Kansas City’s most famous outdoor sculpture, The Scout, stands high in the hills of Penn Valley Park. Created by Cyrus E. Dallin, it won a gold medal at the 1915 Panama-Pacific International Exposition in San Francisco. Purchased by the “Kids of Kansas City” it was dedicated in 1922 as a permanent memorial to local Native American tribes. I am fortunate to drive by it every work day as I make my way, with thousands of others, along Southwest Trafficway toward downtown Kansas City. The Scout’s image is on local advertisements, and it inspired the name of an investment fund and a sports team.

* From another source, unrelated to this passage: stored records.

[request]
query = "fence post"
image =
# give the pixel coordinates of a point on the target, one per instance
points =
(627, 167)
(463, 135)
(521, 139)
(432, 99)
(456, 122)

Equally magnificent, if not as well-known, is the statute of Massasoit, (Ousamequin) Great Sachem of the Wampanoag, identified as a “friend of pilgrams”, created by Cyrus Dallin and donated to the community by Mr. & Mrs. Miller Nichols. It stands at 47th & Main, on the East edge of the Country Club Plaza. Massasoit protected the Pilgram’s from starvation in 1621, shortly after the founding of Plymouth Plantation. He also negotiated a peace treaty between an affiliation of tribal leaders and the English settlers, which continued throughout his lifetime. Unfortunately after his death in 1662, peace did not continue. Four of his five children died in “King Philip’s War” fought from 1675-8 between the English colonists and local Native American tribes.
Robert Macifie Scriver is the sculptor of this powerful image of a cowboy astride a massive bull. Aptly titled “An Honest Try”, it is inevitable that the bull will win this contest between man and beast. But it is a wonderful depiction of what we often call the “wild west”. Easy to miss in a tour of Kansas City art treasures, it is located on Main Street, at the New Board of Trade Building on the South East edge of the Plaza.